The Texas Department of Family and Protective Services’ publication, “Minimum Standards for Child-Placing Agencies,” states that as of New Year’s Day, “caregivers and other adults may only smoke tobacco products outside” and “no one may smoke tobacco products in a motor vehicle while transporting children in care.”

For more information visit the agency’s Website at www.dfps.state.tx.us

Smoking doesn’t affect only the smoker, Schoessow said. Children living in homes with smokers can develop some serious medical conditions.

According to figures from the Environmental Protection Agency, babies and children who live with adult smokers are “at increased risk of lower respiratory tract infections and are more likely to have symptoms of respiratory irritation like coughing, wheezing and excess phlegm,”

Schoessow said. “The EPA estimates, with children under 18 months of age, secondhand smoke causes between 150,000 and 300,000 lower respiratory tract infections, resulting in 7,500 to 15,000 hospitalizations each year.”

Children who live with smokers are also more likely to have ear infections than children who don’t, she added. And the EPA estimates as many as 1 million children with asthma have more – and more severe – episodes each year if they live with adults who smoke.

Opening windows isn’t enough, she said.

“Ventilation systems in homes cannot filter and circulate air well enough to eliminate secondhand smoke,” Schoessow said. “Poisons from smoke linger in the air up to seven days.

People may be exposed even it they are not present while a person is smoking.”

But deciding to stop isn’t all it takes. Quitting can be extremely difficult, she said.

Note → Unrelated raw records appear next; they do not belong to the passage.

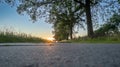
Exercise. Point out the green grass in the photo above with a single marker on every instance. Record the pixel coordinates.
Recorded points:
(14, 37)
(96, 40)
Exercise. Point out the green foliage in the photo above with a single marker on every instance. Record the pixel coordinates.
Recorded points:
(112, 26)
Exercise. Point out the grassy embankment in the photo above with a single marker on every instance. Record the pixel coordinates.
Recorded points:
(113, 39)
(14, 37)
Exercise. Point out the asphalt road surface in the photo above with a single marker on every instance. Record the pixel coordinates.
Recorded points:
(59, 55)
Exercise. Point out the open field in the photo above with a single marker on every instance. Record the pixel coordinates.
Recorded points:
(59, 55)
(7, 36)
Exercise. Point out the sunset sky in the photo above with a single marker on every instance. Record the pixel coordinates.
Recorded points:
(21, 23)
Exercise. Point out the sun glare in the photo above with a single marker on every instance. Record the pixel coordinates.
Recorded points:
(50, 39)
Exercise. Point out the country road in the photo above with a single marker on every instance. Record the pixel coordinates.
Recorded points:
(59, 55)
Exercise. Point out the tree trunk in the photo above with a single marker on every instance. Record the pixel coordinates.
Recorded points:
(89, 21)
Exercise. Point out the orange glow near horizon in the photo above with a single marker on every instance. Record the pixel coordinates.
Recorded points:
(50, 39)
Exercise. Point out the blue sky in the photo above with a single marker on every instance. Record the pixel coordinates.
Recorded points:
(21, 23)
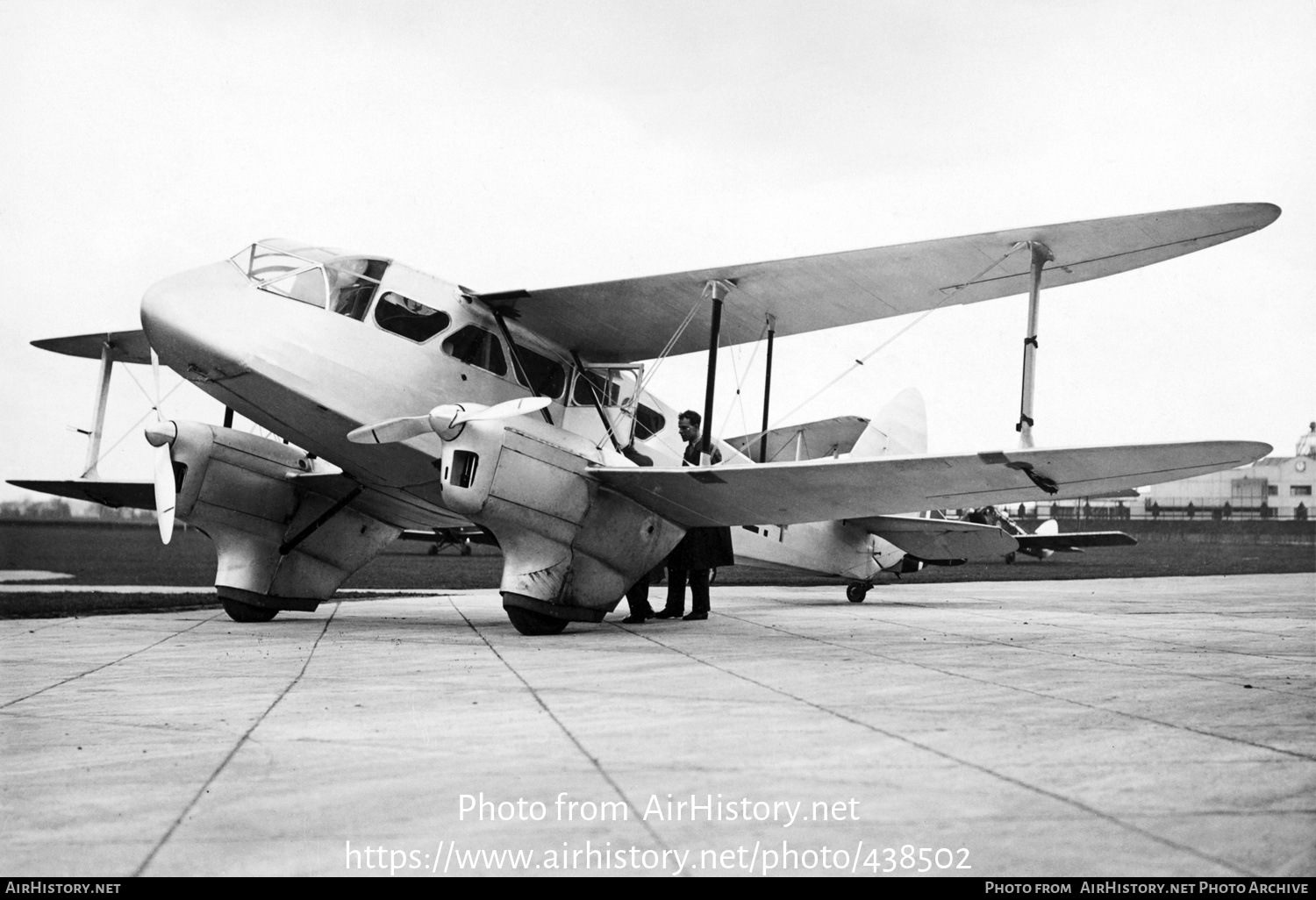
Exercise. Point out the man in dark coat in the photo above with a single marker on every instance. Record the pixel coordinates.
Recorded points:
(700, 550)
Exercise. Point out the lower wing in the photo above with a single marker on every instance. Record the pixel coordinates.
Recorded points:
(821, 489)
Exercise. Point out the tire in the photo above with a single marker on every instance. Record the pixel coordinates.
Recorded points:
(247, 612)
(534, 624)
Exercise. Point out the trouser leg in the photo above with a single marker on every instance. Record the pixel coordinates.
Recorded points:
(699, 589)
(639, 597)
(676, 591)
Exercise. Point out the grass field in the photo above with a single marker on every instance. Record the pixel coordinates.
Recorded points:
(116, 554)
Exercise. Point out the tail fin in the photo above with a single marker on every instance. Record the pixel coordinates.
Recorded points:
(899, 429)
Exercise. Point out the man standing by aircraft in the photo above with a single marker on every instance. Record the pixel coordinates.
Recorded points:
(702, 549)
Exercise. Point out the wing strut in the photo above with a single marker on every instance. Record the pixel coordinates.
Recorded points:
(768, 386)
(715, 289)
(97, 428)
(1041, 255)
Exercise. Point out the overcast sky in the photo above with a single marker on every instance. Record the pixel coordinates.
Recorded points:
(508, 145)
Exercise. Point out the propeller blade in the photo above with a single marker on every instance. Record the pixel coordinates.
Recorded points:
(442, 418)
(390, 431)
(505, 410)
(165, 492)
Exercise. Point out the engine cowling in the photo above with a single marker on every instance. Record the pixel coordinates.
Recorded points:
(571, 546)
(241, 491)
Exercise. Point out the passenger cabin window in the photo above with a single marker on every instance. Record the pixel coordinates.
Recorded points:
(545, 376)
(476, 347)
(352, 284)
(415, 321)
(618, 387)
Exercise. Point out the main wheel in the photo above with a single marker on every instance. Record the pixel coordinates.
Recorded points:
(534, 624)
(247, 612)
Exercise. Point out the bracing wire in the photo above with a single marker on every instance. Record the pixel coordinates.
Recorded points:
(133, 426)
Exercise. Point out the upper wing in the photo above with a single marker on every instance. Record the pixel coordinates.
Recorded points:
(823, 489)
(810, 441)
(633, 318)
(940, 539)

Smokers often need some help with this resolution. That’s why Extension developed its “Put It Outside for Healthier Kids” program. This program will help adults stop smoking – or at least teach them the importance of keeping their smoke away from children, she said.

For more information on the local availability of this program, contact any county Extension office.

More information on secondhand smoke and how it affects non-smokers is available on Extension’s Family and Consumer Sciences Web site at http://fcs.tamu.edu/ . Click on the link to HealthHints newsletter and scroll down to the newsletter on Secondhand Smoke.

The HealthHints newsletter called “Tobacco Cessation” also gives steps on quitting tobacco use.

Schoessow also recommended getting more information by calling the American Cancer Society at 800-227-2345, the National Cancer Institute Smoking Quitline at 877-448- 7848 (877-44U-QUIT) the Texas Department of State Health Services at 800-345-8647 or the EPA at 800-490-9198.

“We need to make all children in the state of Texas as healthy as possible, and secondhand smoke is very harmful to children,” Schoessow said.

Anyone who “has concerns about a foster child’s care or the behavior of a foster parent, call 800-252-5400,” she said.